46. Our adviser explained it was appropriate for the Trust to involve Mrs N in its decision making, coming to a diagnosis based on her more recent presentation.

47. We understand the Trust discussed obtaining Mrs N’s historical private hospital records with Mr N, but Mr N advised he preferred them to be sent directly to him. Mr N requested Mrs N’s records in February 2023 and sent these to the Trust in April 2023, a few days after the private hospital provided them to him.

48. For the reasons explained above, we have not identified an indication that the Trust should have diagnosed Mrs N with EUPD sooner than it did. This means we see no indication of a failing here. We consider the Trust acted in line with the NICE guidance and GMC guidance mentioned above in this decision. This is because the evidence shows it was appropriate for the Trust to take its time to diagnose EUPD and come to its own conclusion based on Mrs N’s more recent presentation.

49. Although we did not see indication of a failing with the Trust’s consideration of Mrs N’s diagnosis, we thought it may be useful to share that our adviser explained even if the Trust had received the records sooner, with evidence of Mrs N’s historical EUPD diagnosis, it would have been unlikely to have altered its view at the time of her admission. This is because of how much time had passed since Mrs N received this from the private hospital. Our adviser said it was good practice for clinicians to not rush into clinical decision making and form their own view based on up-to-date information. We also share this view and hope this provides some degree of assurance to Mr N about the care provided to his wife.

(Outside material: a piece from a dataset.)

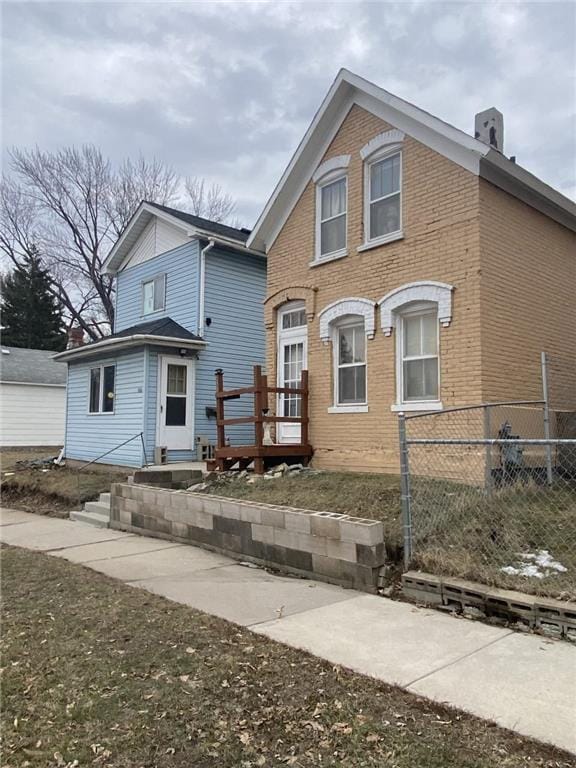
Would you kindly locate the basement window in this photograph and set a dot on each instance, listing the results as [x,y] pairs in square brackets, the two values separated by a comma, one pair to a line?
[102,384]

50. We recognise that Mr N continues to be profoundly affected by what happened. We are grateful to him for sharing this experience with us and hope this statement fully explains the reasons why we will not take further action on his complaint.

Our Decision

1. We have carefully considered Mr N’s complaint about his concerns the Trust failed to correctly diagnose his wife, Mrs N’s mental health condition.

2. We have not seen any indications of failings on the part of the Trust and so we have decided not to look further at the complaint.

3. We know how difficult this time has been for Mr N and how much he has been affected by Mrs N’s sad death. We thank him for sharing the details of his complaint with us and hope our explanation below provides Mr N with some reassurance about Mrs N’s care.